Mike Melios, the youngest of four brothers who all own the Melios Char Bar, isn’t thrilled with the parking situation on Greenville.
He’s happy to chat about it, however, while shooting a couple burgers from the grill to the flat top. Melios is thin with a swoop of gray hair and vibrant, energetic eyes. He speaks in spotty English — he’s from Nafpaktos, Greece — and zips around the kitchen with more energy than I’ve had in a month. He laments about the blurring hustle of Greenville Avenue.
“Traffic-wise, it’s very messy," he says. "Parking ... they have big problems, particularly on the weekend. It has changed. A lot. The people had more respect than they have today."
He tells me about how he once asked a patron to move his car. Melios shows me a middle finger to describe the response he received. Melios says the family has towed one person in 47 years of operating the Char Bar. "One person in 47 years," he says.
If you’re wondering "Wait, which place is the Melios Char Bar?" you’re probably not alone.
Melios is the Santorini-blue, tri-peaked diner-esque spot right next to the Crisp Salad Co., across from the brand-new Trader Joe’s on the ever-changing Lower Greenville. Char Bar doesn't advertise. It’s been open since 1969, and it’s a smile-inducing, char smell-soaked antique. While Greenville’s gone through a movie-like time-lapse of change, complete with the fast blur of car headlights and trendy new restaurants popping up everywhere, the Char Bar has stayed true-blue.
Melios Char Bar is true-blue food.
Courtesy of Facebook
“We had good food, it was reasonable prices, and that’s where we stick," Melios says in bursts, his heavy Greek accent clipping some of the words. “We kept the same customers for all those years. They know what they’re going to get.”
Melios knows his target demographic.
“We’re not going to get any customers from the new millennials because they go to the places where they have drinks, and they want to socialize," he says. "For us, it’s just plain food. You come in, you eat, and you’re outta here after 10 minutes. And then you can go wherever you want, and get drunk, and ... I don’t know.”
The Char Bar’s menu has faded to an ancient orange hue. The grill and the flat top that Melios is slinging meat onto hasn’t changed since opening. The place has that worn-in look like a firm broom jab could send the whole thing crashing down. They bought it in 1969 from a company that sold restaurant equipment. The menu’s loaded with food antiques like “pork chop,” “grill cheese,” and the breakfast “saus and eggs.”

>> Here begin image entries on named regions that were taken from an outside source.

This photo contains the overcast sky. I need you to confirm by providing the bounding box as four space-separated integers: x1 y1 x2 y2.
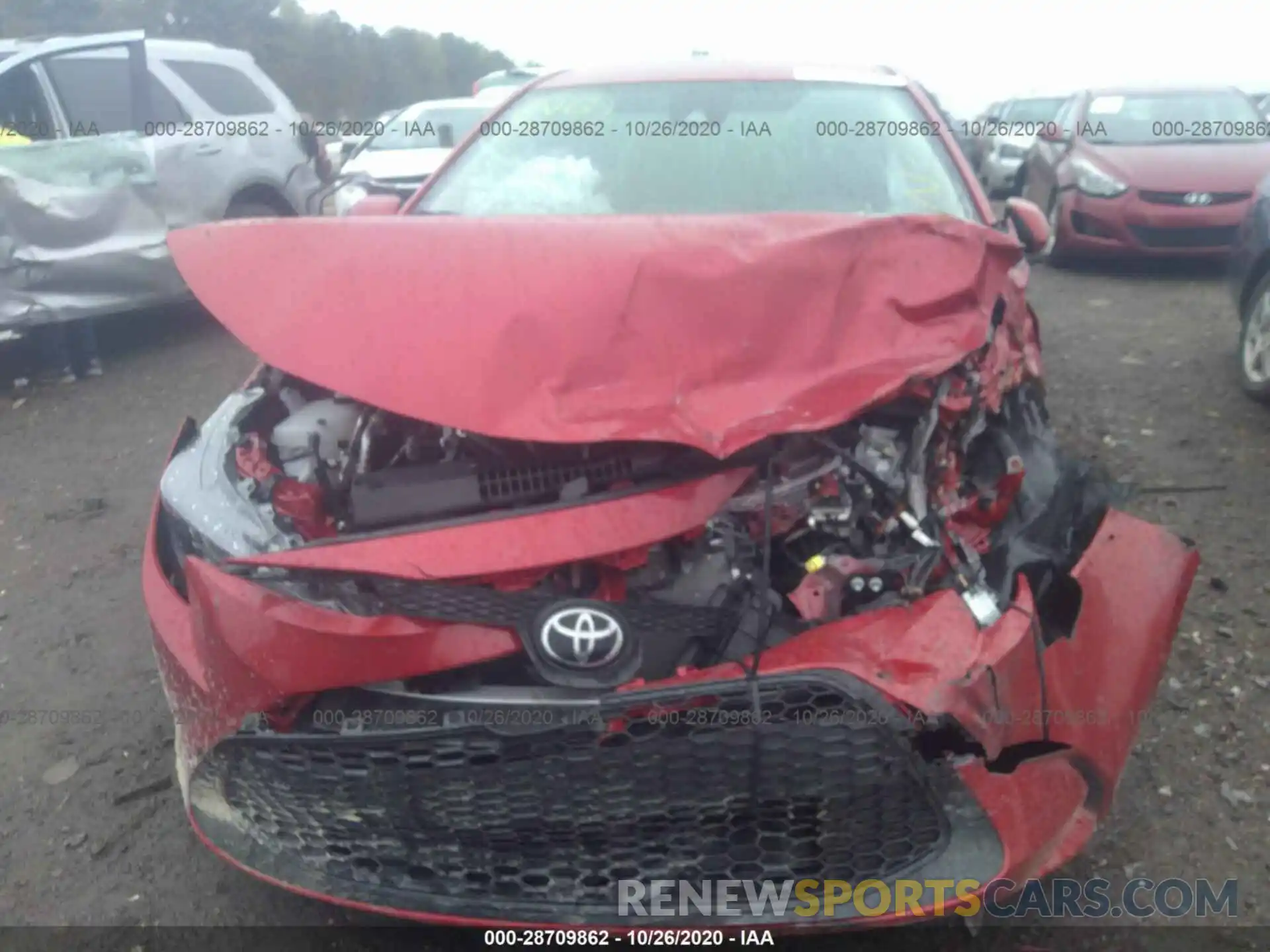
302 0 1270 114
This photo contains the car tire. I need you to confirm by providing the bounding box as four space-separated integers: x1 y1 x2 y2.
1038 189 1071 268
1238 274 1270 404
1009 169 1027 198
225 202 280 218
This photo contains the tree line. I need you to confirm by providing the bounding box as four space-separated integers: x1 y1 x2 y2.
0 0 513 119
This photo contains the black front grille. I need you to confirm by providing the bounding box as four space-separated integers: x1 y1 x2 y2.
276 573 738 640
1138 189 1252 208
478 456 635 505
1129 225 1237 247
192 674 949 923
363 175 428 196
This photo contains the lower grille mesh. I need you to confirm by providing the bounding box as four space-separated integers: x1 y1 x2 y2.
1129 225 1238 247
196 676 947 922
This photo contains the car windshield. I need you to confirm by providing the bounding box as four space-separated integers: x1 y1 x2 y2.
476 70 536 93
1080 89 1270 146
1001 98 1066 122
414 81 978 221
366 103 489 151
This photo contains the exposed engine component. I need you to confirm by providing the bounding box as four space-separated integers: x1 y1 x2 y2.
165 370 1102 654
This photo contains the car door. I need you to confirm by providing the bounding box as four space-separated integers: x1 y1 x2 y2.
1024 94 1083 210
30 42 218 229
0 30 152 139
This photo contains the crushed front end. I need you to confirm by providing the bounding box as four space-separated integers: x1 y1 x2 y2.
145 368 1197 924
144 218 1198 928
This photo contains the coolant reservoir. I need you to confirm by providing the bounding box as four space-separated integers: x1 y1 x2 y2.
269 400 360 463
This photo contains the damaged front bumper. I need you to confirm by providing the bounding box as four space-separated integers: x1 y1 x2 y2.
144 476 1198 927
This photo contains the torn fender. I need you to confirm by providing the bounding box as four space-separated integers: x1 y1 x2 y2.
167 214 1030 457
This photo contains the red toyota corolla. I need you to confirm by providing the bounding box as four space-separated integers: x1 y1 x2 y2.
1023 87 1270 264
144 61 1198 928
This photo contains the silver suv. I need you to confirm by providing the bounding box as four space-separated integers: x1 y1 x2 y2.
0 30 320 229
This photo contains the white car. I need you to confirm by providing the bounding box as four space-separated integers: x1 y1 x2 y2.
335 97 492 214
0 30 320 229
979 97 1067 198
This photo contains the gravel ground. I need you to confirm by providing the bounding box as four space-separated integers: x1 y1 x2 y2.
0 262 1270 951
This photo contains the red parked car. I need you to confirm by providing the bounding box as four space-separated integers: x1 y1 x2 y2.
144 60 1198 929
1023 87 1270 264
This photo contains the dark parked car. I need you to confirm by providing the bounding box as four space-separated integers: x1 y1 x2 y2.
978 97 1064 198
1230 175 1270 403
962 100 1006 175
1024 87 1270 264
142 57 1198 943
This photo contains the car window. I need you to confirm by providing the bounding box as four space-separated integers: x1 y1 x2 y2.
414 81 976 219
0 65 57 139
1081 89 1270 146
366 105 489 152
1054 97 1081 136
1001 97 1063 124
43 54 134 136
150 72 189 122
44 54 187 135
164 60 275 116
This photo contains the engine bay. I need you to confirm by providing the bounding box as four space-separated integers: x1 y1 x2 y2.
164 368 1110 674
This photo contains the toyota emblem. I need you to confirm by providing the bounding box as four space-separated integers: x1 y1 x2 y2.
538 606 626 669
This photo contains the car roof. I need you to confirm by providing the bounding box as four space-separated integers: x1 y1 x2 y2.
536 57 910 89
0 33 236 55
1085 85 1246 97
396 97 489 113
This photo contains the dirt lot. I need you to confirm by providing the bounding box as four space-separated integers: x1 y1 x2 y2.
0 261 1270 951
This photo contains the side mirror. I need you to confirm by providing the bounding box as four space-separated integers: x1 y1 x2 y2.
348 194 401 214
1006 198 1049 255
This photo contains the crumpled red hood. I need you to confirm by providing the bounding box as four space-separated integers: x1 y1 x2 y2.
167 214 1023 457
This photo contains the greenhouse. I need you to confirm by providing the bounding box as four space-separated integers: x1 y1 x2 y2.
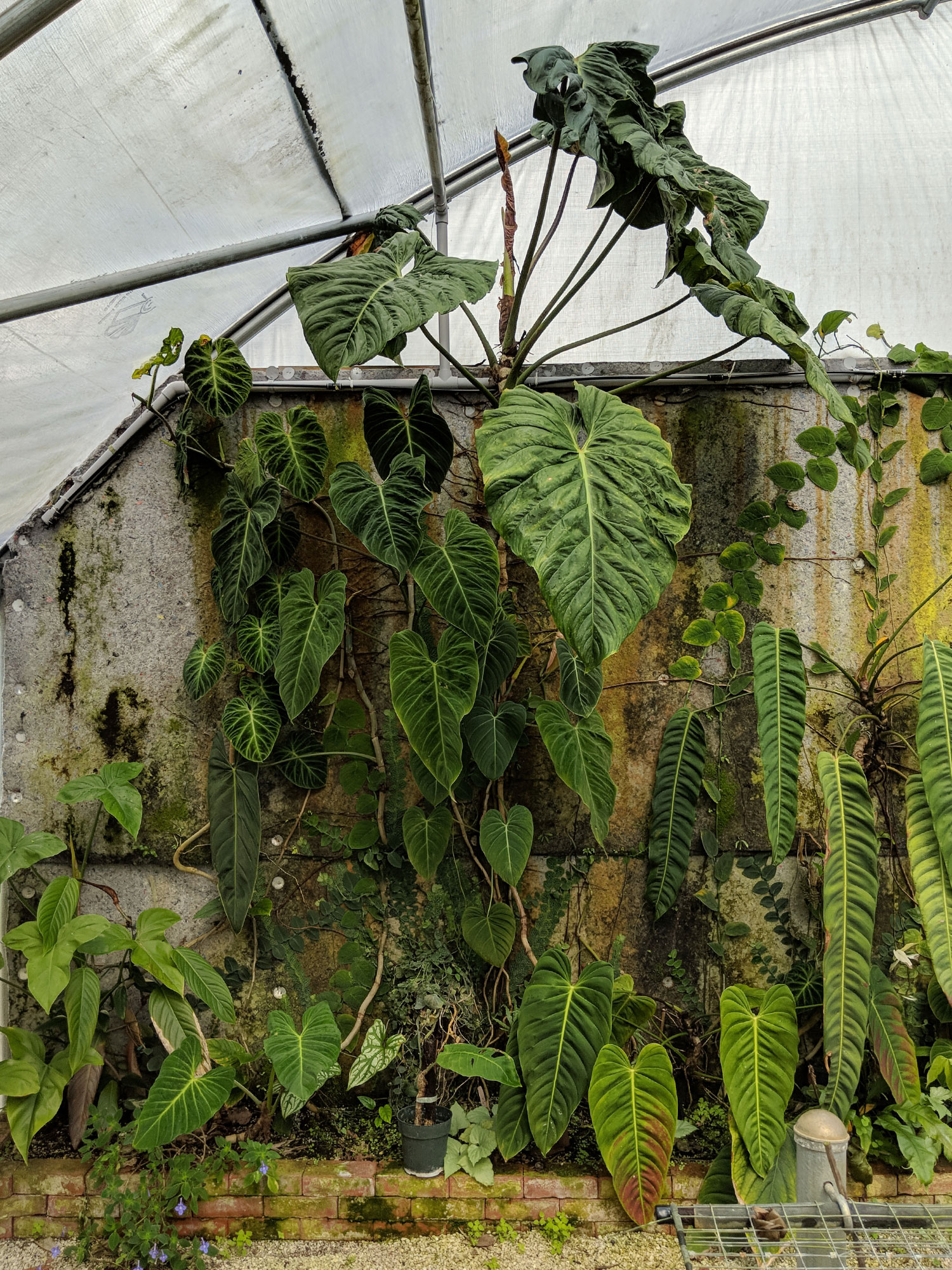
0 0 952 1270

Melios removes a foil-wrapped baked potato that’s been sitting on the hot flat-top for a while, crushes it with his hands, slices it down the center, and ladles butter, sour cream and shredded cheese inside. After ordering a burger, I lean on the counter to watch Melios prep it. He shoots it from grill to griddle with a wrist flick and swipes mayo onto my bun. He’s whipping through orders himself, barely breaking a sweat, and I can’t help but look on in amazement.

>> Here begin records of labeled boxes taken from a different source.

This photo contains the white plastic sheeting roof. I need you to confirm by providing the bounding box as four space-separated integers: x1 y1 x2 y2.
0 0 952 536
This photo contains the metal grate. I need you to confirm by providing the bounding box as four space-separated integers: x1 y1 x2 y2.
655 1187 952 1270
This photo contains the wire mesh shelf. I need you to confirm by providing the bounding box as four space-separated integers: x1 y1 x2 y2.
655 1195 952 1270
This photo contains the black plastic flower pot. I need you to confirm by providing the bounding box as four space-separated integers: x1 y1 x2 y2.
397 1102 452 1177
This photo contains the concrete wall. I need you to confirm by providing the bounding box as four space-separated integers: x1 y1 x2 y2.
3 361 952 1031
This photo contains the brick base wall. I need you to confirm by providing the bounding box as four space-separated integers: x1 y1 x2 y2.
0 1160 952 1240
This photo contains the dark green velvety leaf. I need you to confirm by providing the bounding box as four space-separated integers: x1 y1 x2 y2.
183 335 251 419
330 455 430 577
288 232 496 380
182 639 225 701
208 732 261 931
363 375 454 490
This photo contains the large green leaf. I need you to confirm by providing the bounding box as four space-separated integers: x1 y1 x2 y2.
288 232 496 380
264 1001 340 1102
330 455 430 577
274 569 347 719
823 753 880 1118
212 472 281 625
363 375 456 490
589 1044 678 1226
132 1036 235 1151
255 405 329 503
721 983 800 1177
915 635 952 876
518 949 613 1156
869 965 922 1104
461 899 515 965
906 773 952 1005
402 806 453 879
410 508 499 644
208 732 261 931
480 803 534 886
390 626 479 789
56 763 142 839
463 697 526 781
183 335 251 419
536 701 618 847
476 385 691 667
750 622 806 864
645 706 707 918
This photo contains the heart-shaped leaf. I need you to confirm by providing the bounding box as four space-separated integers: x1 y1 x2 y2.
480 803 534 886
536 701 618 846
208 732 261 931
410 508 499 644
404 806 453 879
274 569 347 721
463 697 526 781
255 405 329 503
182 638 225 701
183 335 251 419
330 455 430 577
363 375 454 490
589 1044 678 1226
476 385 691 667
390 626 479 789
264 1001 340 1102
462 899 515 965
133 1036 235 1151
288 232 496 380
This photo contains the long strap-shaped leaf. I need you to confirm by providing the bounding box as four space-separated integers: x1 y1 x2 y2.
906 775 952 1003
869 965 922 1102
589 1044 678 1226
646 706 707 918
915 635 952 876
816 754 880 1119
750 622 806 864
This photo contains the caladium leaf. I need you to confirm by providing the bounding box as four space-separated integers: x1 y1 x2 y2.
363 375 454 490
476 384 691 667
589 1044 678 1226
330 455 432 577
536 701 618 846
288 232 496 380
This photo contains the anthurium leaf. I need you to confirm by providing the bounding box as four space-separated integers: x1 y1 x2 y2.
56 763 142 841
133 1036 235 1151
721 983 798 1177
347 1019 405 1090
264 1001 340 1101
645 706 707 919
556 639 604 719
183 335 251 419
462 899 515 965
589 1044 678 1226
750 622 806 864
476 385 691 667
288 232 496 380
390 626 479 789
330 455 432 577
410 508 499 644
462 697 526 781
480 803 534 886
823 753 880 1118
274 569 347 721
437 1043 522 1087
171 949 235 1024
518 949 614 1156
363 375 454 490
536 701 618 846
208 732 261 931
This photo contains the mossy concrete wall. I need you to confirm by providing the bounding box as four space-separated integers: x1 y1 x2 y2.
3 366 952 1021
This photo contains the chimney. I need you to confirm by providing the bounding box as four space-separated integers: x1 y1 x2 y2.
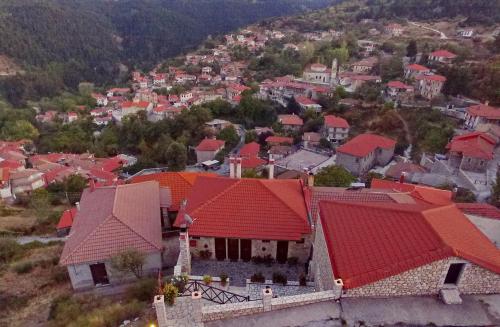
236 157 242 178
268 157 274 179
307 171 314 187
399 171 406 184
229 157 236 178
89 178 95 192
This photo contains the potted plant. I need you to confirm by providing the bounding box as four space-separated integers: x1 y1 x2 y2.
203 275 212 285
163 283 179 305
219 273 228 287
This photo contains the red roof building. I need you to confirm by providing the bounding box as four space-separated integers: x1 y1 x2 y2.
313 201 500 296
131 172 216 211
175 177 311 241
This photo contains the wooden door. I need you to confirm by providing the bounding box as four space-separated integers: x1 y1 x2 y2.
215 238 226 260
240 240 252 261
276 241 288 263
227 238 240 261
90 263 109 285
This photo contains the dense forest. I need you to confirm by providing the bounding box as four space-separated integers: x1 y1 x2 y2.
357 0 500 25
0 0 334 106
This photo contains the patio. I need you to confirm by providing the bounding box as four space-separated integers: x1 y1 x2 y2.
191 259 305 287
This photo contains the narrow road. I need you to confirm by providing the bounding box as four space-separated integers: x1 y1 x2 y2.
408 22 448 40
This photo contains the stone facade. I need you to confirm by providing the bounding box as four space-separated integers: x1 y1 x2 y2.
336 148 394 176
67 252 162 290
309 219 337 291
342 257 500 297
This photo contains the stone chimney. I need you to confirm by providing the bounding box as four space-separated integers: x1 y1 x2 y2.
236 157 242 178
268 157 274 179
229 157 236 178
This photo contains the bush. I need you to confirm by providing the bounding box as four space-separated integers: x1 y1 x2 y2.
200 250 212 260
250 272 266 283
0 237 23 263
299 273 307 286
273 272 288 286
287 257 299 266
219 273 228 286
163 283 179 305
125 278 158 302
203 275 212 285
12 261 35 274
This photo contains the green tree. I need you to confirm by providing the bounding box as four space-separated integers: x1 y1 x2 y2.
166 142 187 171
1 120 40 141
314 165 356 187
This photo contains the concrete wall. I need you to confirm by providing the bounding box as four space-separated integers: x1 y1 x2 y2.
309 219 336 291
342 257 500 297
67 252 162 290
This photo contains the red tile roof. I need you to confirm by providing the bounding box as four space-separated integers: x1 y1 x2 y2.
175 177 311 240
324 115 349 128
467 104 500 119
429 50 457 59
60 182 163 266
457 203 500 219
240 142 260 158
57 208 76 229
266 136 293 144
196 139 226 151
320 201 500 289
446 132 497 160
278 115 304 126
337 134 396 157
131 172 216 211
371 178 453 205
406 64 430 72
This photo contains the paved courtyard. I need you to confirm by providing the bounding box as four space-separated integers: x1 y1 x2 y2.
191 259 304 286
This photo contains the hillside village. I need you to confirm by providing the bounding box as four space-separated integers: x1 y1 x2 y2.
0 0 500 327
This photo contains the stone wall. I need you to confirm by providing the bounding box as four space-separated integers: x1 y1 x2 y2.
310 219 337 291
342 257 500 297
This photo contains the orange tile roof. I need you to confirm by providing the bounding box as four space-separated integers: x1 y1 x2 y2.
131 172 216 211
175 177 311 240
320 201 500 289
337 134 396 157
371 178 453 205
60 182 163 266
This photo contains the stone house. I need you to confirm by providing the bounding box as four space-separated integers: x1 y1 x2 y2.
311 201 500 303
278 114 304 132
321 115 350 143
464 102 500 130
415 74 446 100
175 177 311 263
60 182 169 290
336 134 396 176
446 132 497 172
195 139 226 163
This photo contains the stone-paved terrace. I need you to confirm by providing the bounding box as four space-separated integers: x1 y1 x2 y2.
191 259 304 286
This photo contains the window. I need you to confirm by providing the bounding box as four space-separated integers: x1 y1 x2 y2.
444 263 465 285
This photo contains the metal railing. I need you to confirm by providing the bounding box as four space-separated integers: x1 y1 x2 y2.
179 280 250 304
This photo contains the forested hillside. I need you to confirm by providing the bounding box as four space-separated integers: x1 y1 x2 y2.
0 0 334 104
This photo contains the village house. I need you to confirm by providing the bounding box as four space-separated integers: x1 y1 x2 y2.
175 174 311 263
336 134 396 176
322 115 349 143
415 74 446 100
464 102 500 130
311 199 500 303
429 50 457 64
278 114 304 132
195 139 226 163
384 23 403 36
60 182 169 290
446 132 497 172
404 64 431 79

Mike Melios, working the original grill and griddle at Melios Char Bar. The building itself is nearly 70 years old.
Melios' four brothers take shifts running the spot, seven days a week. The Char Bar opens at 5:30 in the morning. Fluffy pancakes are popular.

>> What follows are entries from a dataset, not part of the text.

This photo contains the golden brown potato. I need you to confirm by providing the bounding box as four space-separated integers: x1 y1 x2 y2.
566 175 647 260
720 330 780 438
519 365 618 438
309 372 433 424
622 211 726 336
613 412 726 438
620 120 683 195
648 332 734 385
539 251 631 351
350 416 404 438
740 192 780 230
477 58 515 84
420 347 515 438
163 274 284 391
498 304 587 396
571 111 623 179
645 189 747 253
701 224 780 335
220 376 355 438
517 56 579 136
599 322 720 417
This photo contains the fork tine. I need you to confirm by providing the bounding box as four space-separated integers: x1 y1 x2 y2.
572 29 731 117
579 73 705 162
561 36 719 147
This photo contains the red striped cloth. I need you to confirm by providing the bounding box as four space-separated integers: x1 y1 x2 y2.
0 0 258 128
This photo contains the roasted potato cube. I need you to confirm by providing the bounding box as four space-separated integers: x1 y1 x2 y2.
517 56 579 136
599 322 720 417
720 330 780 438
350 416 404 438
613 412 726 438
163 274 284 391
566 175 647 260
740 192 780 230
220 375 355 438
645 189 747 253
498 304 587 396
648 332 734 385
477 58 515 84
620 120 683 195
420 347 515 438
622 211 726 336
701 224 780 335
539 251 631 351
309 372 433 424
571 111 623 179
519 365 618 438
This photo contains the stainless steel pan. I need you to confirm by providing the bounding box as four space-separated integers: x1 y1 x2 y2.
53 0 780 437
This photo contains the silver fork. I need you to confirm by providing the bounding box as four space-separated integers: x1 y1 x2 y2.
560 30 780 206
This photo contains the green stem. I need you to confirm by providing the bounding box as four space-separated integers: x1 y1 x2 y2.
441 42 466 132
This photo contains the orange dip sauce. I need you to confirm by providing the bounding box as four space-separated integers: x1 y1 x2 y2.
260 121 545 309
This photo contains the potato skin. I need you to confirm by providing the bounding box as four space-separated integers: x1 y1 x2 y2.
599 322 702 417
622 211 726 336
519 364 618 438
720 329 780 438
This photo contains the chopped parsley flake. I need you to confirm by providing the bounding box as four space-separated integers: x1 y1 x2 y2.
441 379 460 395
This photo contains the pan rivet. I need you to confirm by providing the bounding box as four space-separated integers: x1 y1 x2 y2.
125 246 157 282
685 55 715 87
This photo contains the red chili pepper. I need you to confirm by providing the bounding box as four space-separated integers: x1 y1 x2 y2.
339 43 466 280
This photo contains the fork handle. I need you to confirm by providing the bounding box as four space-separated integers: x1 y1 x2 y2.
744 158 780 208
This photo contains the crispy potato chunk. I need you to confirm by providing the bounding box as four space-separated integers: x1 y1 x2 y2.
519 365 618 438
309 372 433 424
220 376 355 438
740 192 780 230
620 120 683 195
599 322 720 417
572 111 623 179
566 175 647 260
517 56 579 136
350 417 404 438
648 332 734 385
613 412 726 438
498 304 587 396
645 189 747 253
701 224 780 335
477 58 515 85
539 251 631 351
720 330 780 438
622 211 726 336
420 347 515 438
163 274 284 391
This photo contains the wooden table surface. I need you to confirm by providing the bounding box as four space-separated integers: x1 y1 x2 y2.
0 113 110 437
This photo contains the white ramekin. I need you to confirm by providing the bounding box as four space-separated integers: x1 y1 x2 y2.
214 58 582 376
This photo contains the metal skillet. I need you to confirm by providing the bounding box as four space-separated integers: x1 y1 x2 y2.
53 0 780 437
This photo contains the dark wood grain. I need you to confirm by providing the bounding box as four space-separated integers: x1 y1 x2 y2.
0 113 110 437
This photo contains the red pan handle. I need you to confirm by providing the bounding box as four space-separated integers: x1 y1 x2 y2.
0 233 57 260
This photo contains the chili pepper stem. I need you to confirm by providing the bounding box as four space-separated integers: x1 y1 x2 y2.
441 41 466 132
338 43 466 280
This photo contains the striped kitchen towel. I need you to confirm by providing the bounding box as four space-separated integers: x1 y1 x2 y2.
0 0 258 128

“I have nobody back here besides me and my brothers,” Melios says.
He adds dill pickles, lettuce, tomato and a pile of shredded cheese to my burger. The patty is thin and cooked well-done, with little to no seasoning. The char from decades of grilling is the prominent flavor. I put in an order for chicken-fried steak too, which Melios frisbees into the deep fryer. It’s served as a gravy-smothered circle. Why is so it perfectly circle-shaped? Shh, don’t ask questions like that at the Char Bar. It’s fine. It’s all fine. The steak is tender, burn-your-brain hot and the white gravy is creamy and salty. The deep-fried breading makes it shatter sharply even under the lake of gravy.
The food's all fine, but I’m enjoying the hell out of myself on a different level. I'm loving the red brick wall, the tuft of flames from the grill, the suspicious salad bar and the giant travel photos of Greece. Looking around, I can’t help but love the unapologetic, unchanging embrace of the Char Bar among so much trend and change in Dallas.
“It’s fast food, OK?” Melios says, as easy-going as ever. Talking with him, you forget what year it is.
“It’s going to take about 15 minutes, you’re outta here and then you move on," he says. "It’s not going to cost you arm and leg."
He flicks another cheeseburger onto the griddle with a sizzle-hiss, and like he promised, I'm out of there a few moments later.